Guilt is one of the most difficult emotions for many clients (and therapists) to cope with. It is the emotion we experience when we fail to meet our internal standards or self-expectation. Even though it may feel like it comes from outside of us, it really comes from within – from the part of us that wishes to be perfect, or much closer to perfect than we can ever actually be. It arises from our highest aspirations, and tells us when we’ve broken our personal set of moral guidelines. Guilt is the mechanism that helps us recognize right and wrong, treat others the way we want to be treated, and live peacefully with each other. When we feel guilty about something, we try not to repeat it because guilt is uncomfortable.
We learn guilt from people around us as we are growing up:
from the moral behavior that adults model for us, from the spoken rules and
moral guidelines they tell us, and from how they react to our behavior.
Rewards and approval communicate that our behavior was “good” while punishment
and disapproval communicate that our behavior was “bad.” Ideally, the messages we get about our behavior are appropriate, realistic, and healthy. However, sometimes they are not. Sometimes we are taught moral standards that are unrealistic and unreachable. Sometimes
we are taught to feel guilty about healthy behavior (setting limits or
boundaries, for example), or for having certain emotions (even though emotions
are healthy). Somewhere along the line we may have learned that we are responsible for the well-being of others – perhaps we had to take care of siblings, or had a relative with disability, or our parents had problems and we had to take care of them. We may have started assuming things are our fault because our family members could not take responsibility for their actions, and blamed us instead. These lessons led to unhealthy guilt.
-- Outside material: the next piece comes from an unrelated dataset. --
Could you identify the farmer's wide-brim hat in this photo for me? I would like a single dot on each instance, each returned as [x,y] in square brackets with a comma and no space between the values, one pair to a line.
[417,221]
While it is appropriate and healthy to take responsibility
for genuine mistakes and failures, it is not appropriate or healthy to feel
guilty when we have done nothing wrong. If someone feels like they are to blame for
everything that goes wrong in their life, they are probably taking responsibility
for things that they actually have no control over. Healthy guilt motivates people to assess their behavior according to reasonable moral standards. Unhealthy guilt makes them feel guilty whenever they take care of their own needs, and say no to someone else’s.
Signs someone may have excessive guilt are saying they are sorry
when it’s unnecessary, or apologizing excessively beyond what is necessary;
assuming they are wrong and other people are right; and constantly berating
themselves for imagined wrongdoing.
When guilt is healthy, coping with it effectively (rather than becoming trapped in pain and regret) requires us to forgive ourselves by: (1) understanding the circumstances and our response; (2) taking responsibility for our own behavior (but not aspects of the situation beyond our control); (3) making ammends to repair whatever damage was done; (4) problem-solving so that we respond differently in the future; and (5) accept what's done is done, and make the decision to let it go.
When guilt is unhealthy, coping with it effectively requires us to (1) understand the circumstances and what internal expectations/ideals are fueling our guilt; (2) evaluate these internal expectations/ideals and recognize when they are unfair, unrealistic, not something we consciously believe in, and/or something we would object to if applied to anyone else; (3) consciously "edit" the relevant expectations/ideals; (4) when the thing that is making us feel guilty is not objectively wrong, engage in the behavior repeatedly until it stops producing the same emotional reaction (approach rather than avoid). The last step can be really hard and may require some outside help - to verify whether the guilt is unjustified, and provide support to approach and push through the guilty feeling rather than avoid.
How do you help clients, or yourself, deal with guilt?